Der Ratsvorsitzende
der Evangelischen Kirche in Deutschland (EKD), Bischof Wolfgang Huber, fordert in
der Ökumene eine "Kultur wechselseitigen Respekts angesichts fortbestehender Unterschiede".
Beim Auftakt der EKD-Synode gestern in Dresden kritisierte er erneut das jüngste Vatikan-Papier
zum Kirchenverständnis. Nein, das Dokument der Glaubenskongregation vom Juli habe
"dem ökumenischen Klima" "keinen guten Dienst erwiesen", beklagte Deutschlands Chef-Protestant.
Erklärungsversuche etwa durch Vatikan-Kardinal Walter Kasper seien zwar honorig, vertrügen
sich aber "nicht leicht" "mit dem Wortlaut der vatikanischen Äußerung". "Gleichwohl
rufen die vatikanischen Äußerungen Fragen im Blick auf die leitende ökumenische Zielsetzung
wach.

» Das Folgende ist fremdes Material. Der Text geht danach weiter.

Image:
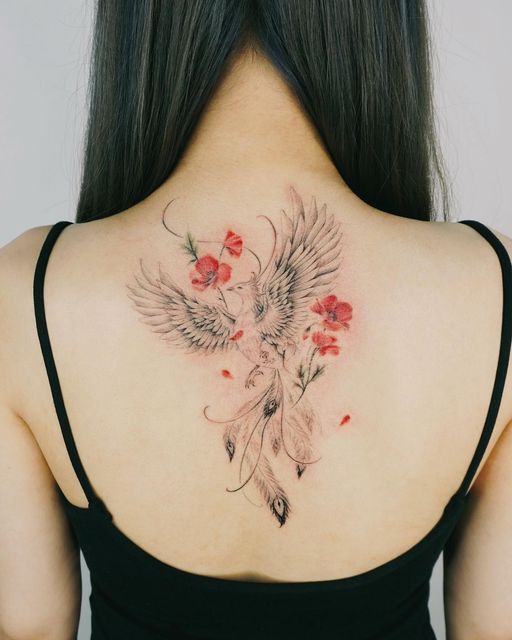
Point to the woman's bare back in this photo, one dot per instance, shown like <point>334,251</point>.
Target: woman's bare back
<point>334,412</point>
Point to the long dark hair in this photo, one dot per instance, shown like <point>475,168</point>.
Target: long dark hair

Statt einer Kultur des wechselseitigen Respekts auf der Grundlage des gemeinsam
Christlichen begegnet immer wieder eine Tendenz dazu, dass allein die römisch-katholische
Gestalt des christlichen Glaubens als ökumenisch normativ angesehen und die evangelische
Gestalt im Vergleich dazu als defizitär behandelt wird." Das sei, so Huber entschieden,
nicht der richtige Weg zur auch vom Papst immer wieder beschworenen "Einheit in der
Vielfalt". "Sehr wohl aber lässt sich eine solche Perspektive entwickeln, wenn
wir als evangelische Kirche unsere Erfahrung mit gestalteter und verantworteter Pluralität
als ein "Pfund" verstehen, das wir ökumenisch einbringen wollen." Auf katholischer
Seite gebe es dazu Ansätze auch in den Konzilstexten. Huber erinnerte daran, "dass
das Ökumenismus-Dekret des II. Vatikanischen Konzils ausdrücklich von den "getrennten
Kirchen und kirchlichen Gemeinschaften im Westen" spricht und damit die Möglichkeit
eröffnet, die Kirchen der Reformation auch aus einer römisch-katholischen Perspektive
als Kirchen zu bezeichnen." In diese Richtung gingen auch Ausführungen von Kardinal
Karl Lehmann vor den katholischen deutschen Bischöfen. "Er deutet die Weichenstellungen
des Zweiten Vatikanischen Konzils in dem Sinn, dass das Konzil Bedeutung und Gewicht
der nicht-römisch-katholischen Kirchen – "trotz einiger Mängel" – im Geheimnis des
Heils anerkannt und ihnen damit eine "wirkliche Anteilnahme am Kirchesein" zuerkannt
hat." Außerdem - und auch bei dieser Analyse gebe er Lehmann recht - könne man heutzutage
nicht mehr hinter das ökumenisch Erreichte zurück. Bischof Huber macht für den
künftigen ökumenischen Dialog drei Vorschläge: "Als erste Perspektive nenne ich das
gemeinsame Bekennen und die gemeinsame Spiritualität. Denn darin liegt ein elementarer
Zugang zum gemeinsamen christlichen Glaubensschatz." Warum könne man denn nicht, so
Hubers Idee, gemeinsam "einen Kanon von Schlüsseltexten der gemeinsamen christlichen
Tradition" zusammenstellen? In diesen Zusammenhang gehöre auch das Drängen auf baldige
eucharistische Mahl-Gemeinschaft. "Gewiss ist die Hoffnung zu kühn, dass schon für
den Zweiten Ökumenischen Kirchentag in München 2010 eine einvernehmliche Antwort auf
diese Frage gegeben wird. Umso wichtiger ist es, für diesen Kirchentag überzeugende
Formen ökumenischer Spiritualität wie gemeinsamer Weltverantwortung zu finden." Zweiter
Vorschlag: Die "Kultur wechselseitigen Respekts angesichts fortbestehender Unterschiede"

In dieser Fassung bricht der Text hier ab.